I had hopes that president Buhari’s integrity, based on what I had heard about him and his uprightness, will not be compromised and was actually optimistic of a renewed commitment to resolve the Ogoni problem.

I was sure that president Buhari understood that in over 30 years of oil exploration in Ogoniland, an estimated $81 billion dollars had been generated from the area, excluding the huge gas potentials of the area, the revenue from the two seaports, two refineries, a petro-chemical complex and two power stations in the area.
I was equally sure that the president new that the Ogoni region from where the revenue that has built his own Katsina state, the Abuja where he lives and the beautiful places that make us proud of our country, had no water electricity, roads, and the dominant councils in the Ogoni region only budgeted about $15 million annually, just about what is generated from Ogoni in two days. Revenue from the rest of the remaining 363 days in the year where shared among Nigeria”s 36 states and administered by their governors as they wish.
The lessons from Ogoni clearly shows how much injustice is pervasive in our country. The shame is that rather than address these injustices, our country and our government has attempted to deceive the world about the true situation in Ogoniland.
Today in my Ogoniland, some villages bury as much as 13 persons in a week. When you relate this to some parts of our country, Imo state for instance, where you do not hear of deaths in one year except for very old people, you will appreciate the reality of the danger faced by the Ogoni people. Nigeria seemingly does not care about this but still furiously going after the Ogoni oil.
Our country seem not bothered about its reputation as one expected to provide leadership in the sub-region. As we speak, our country, Nigeria, still acts like one who does not use his conscience, contemplating the resumption of oil production in an Ogoniland full of working corpses called humans. Nigeria’s primary interest is the Ogoni oil and not the safety and future of the people.
It is unfortunate that despite the outrage of the 1995 hangings and the controversial death of four chiefs in 1994, Nigeria is still not committed to doing the right thing in Ogoniland.
In their usual manner characterizing a fantastically discriminatory society, the government speak of oil resumption and not the freedom from discrimination which Ogoni seek. The government focuses on lobbying chiefs and politicians who are on its payroll and not the future of the Ogoni people. While the Ogoni people are calling for respect for political rights which will allow the Ogoni function within Nigeria as a distinct ethnic group, which it is, the government canvasses the people to accept its current slave status where its resources are being used to build cities and nothing comes back to Ogoniland..

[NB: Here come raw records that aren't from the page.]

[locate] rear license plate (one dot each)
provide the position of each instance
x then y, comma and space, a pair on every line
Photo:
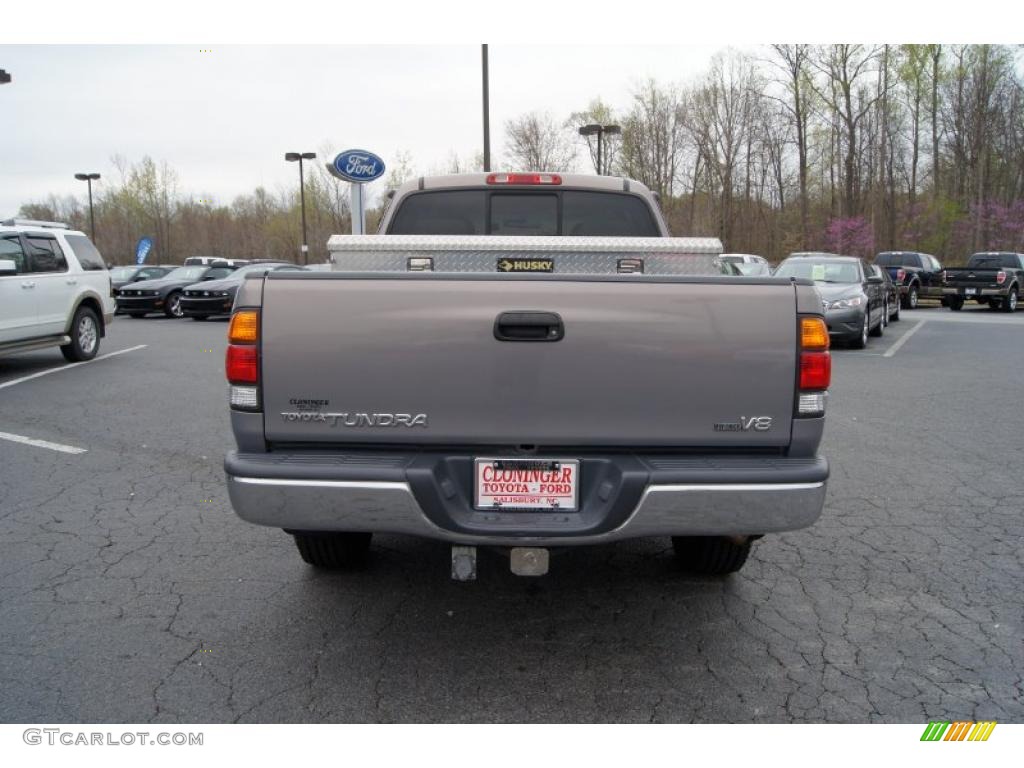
527, 484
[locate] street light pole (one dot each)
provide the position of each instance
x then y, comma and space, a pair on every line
486, 110
89, 178
599, 130
292, 157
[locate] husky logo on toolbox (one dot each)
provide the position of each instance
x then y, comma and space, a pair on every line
525, 265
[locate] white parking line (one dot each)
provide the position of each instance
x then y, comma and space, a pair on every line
12, 382
902, 339
41, 443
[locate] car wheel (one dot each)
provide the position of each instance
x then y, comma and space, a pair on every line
84, 336
1010, 303
172, 305
331, 550
881, 328
711, 555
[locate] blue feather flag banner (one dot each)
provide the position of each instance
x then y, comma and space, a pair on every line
142, 250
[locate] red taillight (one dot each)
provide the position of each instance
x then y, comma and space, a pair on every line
815, 370
242, 365
524, 178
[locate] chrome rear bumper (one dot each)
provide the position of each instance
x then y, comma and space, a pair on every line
391, 507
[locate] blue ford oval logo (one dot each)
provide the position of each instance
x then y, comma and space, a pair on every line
358, 166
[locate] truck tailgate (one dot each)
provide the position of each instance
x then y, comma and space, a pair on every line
415, 358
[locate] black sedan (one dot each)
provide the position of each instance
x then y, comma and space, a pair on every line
164, 294
215, 297
854, 299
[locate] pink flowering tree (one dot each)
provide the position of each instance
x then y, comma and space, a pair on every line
850, 237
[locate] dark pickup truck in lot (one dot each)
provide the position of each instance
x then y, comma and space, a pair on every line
526, 361
994, 278
918, 275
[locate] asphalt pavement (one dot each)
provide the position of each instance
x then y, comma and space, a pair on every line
130, 592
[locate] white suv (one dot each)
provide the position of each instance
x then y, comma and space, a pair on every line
54, 290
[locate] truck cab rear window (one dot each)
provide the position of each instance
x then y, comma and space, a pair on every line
523, 213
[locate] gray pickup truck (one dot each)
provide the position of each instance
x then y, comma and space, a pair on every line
526, 361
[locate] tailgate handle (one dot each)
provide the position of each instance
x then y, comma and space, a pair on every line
524, 326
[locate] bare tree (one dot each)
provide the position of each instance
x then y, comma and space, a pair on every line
795, 62
536, 142
845, 67
652, 137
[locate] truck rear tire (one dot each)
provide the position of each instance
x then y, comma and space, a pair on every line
331, 550
84, 336
1010, 303
711, 555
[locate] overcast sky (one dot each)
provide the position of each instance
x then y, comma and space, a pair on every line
223, 119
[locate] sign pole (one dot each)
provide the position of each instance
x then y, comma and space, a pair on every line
357, 167
358, 210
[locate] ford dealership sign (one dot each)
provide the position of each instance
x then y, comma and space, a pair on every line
357, 166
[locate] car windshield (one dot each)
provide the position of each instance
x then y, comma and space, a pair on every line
185, 272
820, 271
240, 273
756, 269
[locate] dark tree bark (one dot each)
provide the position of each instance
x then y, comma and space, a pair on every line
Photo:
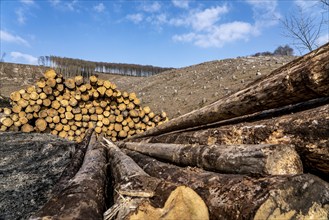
300, 80
84, 195
133, 188
268, 159
30, 166
307, 131
243, 197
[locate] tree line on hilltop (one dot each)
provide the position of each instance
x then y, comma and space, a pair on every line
72, 67
279, 51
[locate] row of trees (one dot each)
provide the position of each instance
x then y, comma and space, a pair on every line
279, 51
71, 67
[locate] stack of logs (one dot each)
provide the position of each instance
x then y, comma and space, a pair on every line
68, 107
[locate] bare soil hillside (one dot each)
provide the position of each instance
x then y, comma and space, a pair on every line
175, 91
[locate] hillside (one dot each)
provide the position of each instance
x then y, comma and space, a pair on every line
175, 91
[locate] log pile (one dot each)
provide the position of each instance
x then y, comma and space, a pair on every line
68, 107
230, 160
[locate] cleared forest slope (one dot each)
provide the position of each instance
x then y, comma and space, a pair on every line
175, 91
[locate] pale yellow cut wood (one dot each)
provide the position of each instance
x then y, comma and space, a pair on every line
27, 128
41, 124
50, 74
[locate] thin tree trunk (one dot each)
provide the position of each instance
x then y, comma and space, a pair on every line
243, 197
307, 131
300, 80
268, 159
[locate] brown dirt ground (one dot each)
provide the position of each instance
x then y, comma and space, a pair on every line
176, 91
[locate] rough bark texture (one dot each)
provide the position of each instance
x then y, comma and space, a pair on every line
243, 197
300, 80
307, 130
132, 186
83, 196
30, 165
262, 159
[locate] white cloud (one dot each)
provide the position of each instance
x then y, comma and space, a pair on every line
72, 5
18, 56
54, 2
219, 35
7, 37
99, 8
20, 13
323, 39
136, 18
201, 20
305, 4
27, 2
265, 13
181, 3
207, 18
154, 7
65, 5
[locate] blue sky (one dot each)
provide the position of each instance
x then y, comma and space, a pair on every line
170, 33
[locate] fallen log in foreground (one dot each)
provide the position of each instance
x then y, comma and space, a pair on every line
30, 166
266, 159
241, 197
300, 80
307, 131
83, 196
140, 196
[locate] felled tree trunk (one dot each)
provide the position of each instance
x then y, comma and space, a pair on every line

The Ogoni people have become slaves in their own country, a realization that has prompted what has become known as the “Ogoni Struggle and led by the Movement for the Survival of the Ogoni People, MOSOP. Wittingly, the Ogoni people had presented a shopping list to the federal government of Nigeria noting that the Ogoni people want to control their own affairs.
Government response had been brutal, a deliberate neglect of the Ogoni region to force poverty on the people and hoping to compel the call for oil resumption in the land. That had been the attitude of a Nigeria where human rights mean little or nothing. Where the government only show strength against a peaceful and legitimate demand for fairness while it look for negotiators to intervene in cases of people who take up arms against the state like the cases of Boko Haram and the Niger Delta militants.

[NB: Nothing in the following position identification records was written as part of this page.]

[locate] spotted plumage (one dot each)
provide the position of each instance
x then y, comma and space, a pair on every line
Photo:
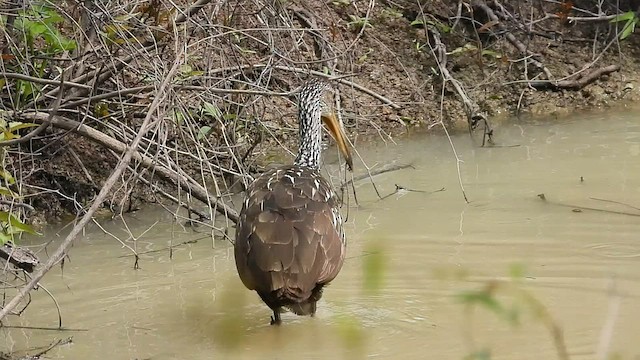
290, 242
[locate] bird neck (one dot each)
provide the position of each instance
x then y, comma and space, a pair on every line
310, 137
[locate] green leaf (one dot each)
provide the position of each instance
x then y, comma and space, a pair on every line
491, 53
19, 226
7, 192
15, 126
5, 238
204, 131
629, 28
8, 178
212, 110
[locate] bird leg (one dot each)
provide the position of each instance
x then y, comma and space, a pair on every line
275, 319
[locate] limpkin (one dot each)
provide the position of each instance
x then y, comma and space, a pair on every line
289, 241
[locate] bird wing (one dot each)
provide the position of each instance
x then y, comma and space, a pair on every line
289, 234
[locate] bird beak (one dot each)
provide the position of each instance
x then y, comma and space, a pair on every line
337, 132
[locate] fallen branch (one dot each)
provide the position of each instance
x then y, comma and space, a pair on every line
128, 155
20, 257
198, 191
382, 170
582, 208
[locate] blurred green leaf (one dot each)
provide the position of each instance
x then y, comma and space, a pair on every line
7, 177
483, 298
484, 354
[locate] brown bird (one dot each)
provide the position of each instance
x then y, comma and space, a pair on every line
289, 241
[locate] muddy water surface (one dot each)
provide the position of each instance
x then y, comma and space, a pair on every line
582, 264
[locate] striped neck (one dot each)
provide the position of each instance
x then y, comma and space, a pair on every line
309, 114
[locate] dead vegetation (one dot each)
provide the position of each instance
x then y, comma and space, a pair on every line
106, 105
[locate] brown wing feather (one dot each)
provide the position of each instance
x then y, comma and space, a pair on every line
289, 235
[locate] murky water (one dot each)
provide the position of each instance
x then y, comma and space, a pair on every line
582, 264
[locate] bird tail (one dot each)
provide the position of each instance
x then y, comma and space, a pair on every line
302, 303
303, 308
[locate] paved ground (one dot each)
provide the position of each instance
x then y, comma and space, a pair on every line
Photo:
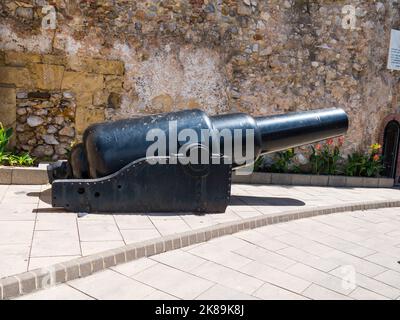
350, 255
32, 234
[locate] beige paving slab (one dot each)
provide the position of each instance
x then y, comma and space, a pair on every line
356, 233
133, 221
119, 287
55, 243
368, 283
317, 292
60, 292
276, 277
13, 258
227, 277
16, 232
390, 277
321, 278
168, 226
97, 230
308, 259
362, 266
131, 268
137, 235
364, 294
266, 257
173, 281
210, 252
385, 260
218, 292
45, 262
271, 292
179, 259
92, 247
262, 241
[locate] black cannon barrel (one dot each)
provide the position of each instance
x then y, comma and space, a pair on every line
108, 147
285, 131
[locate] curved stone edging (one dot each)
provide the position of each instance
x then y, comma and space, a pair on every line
312, 180
34, 280
24, 175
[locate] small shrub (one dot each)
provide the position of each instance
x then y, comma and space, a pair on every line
365, 165
5, 136
284, 162
324, 158
8, 158
21, 160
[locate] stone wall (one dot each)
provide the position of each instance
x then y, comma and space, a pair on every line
51, 99
126, 58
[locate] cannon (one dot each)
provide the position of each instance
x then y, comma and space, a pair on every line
176, 162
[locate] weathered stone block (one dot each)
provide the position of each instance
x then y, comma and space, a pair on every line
5, 175
46, 76
100, 97
354, 182
319, 180
279, 178
17, 76
54, 59
86, 117
113, 83
84, 99
20, 59
82, 81
301, 179
161, 103
337, 181
261, 178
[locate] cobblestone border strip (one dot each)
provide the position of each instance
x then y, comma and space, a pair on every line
31, 281
23, 175
312, 180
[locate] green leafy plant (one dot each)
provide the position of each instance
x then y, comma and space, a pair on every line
258, 164
5, 136
21, 160
284, 162
324, 158
354, 164
8, 158
365, 165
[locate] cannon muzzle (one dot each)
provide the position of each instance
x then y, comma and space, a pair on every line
295, 129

While the Nigerian government has appeared helpless in dealing with terrorists whom it has nicknamed herders, the armed forces display unusual dexterity of a strong army each time it is deployed against peaceful and non-violent Ogonis.
If Nigeria could be so skillful in dealing with Boko Haram, the same way it has done against civilian protestors in Ogoni, Nigeria would long have overcome its security challenges.
It is indeed a shame that our country’s strength can only be seen against an oil producing community whom it has unfairly exploited to death and in demanding for social justice has peacefully, non-violently protested this exploitation.
What Nigeria has done to the Ogoni shows that it has become a country that has lost its humanity. If Nigeria will succeed and return to the path of prosperity, it must end the discrimination and unfair exploitation of its own people. Our country must be built on social justice. In this regard, Ogonis must be respected and treated as Nigerians with equal rights with the rest of Nigeria..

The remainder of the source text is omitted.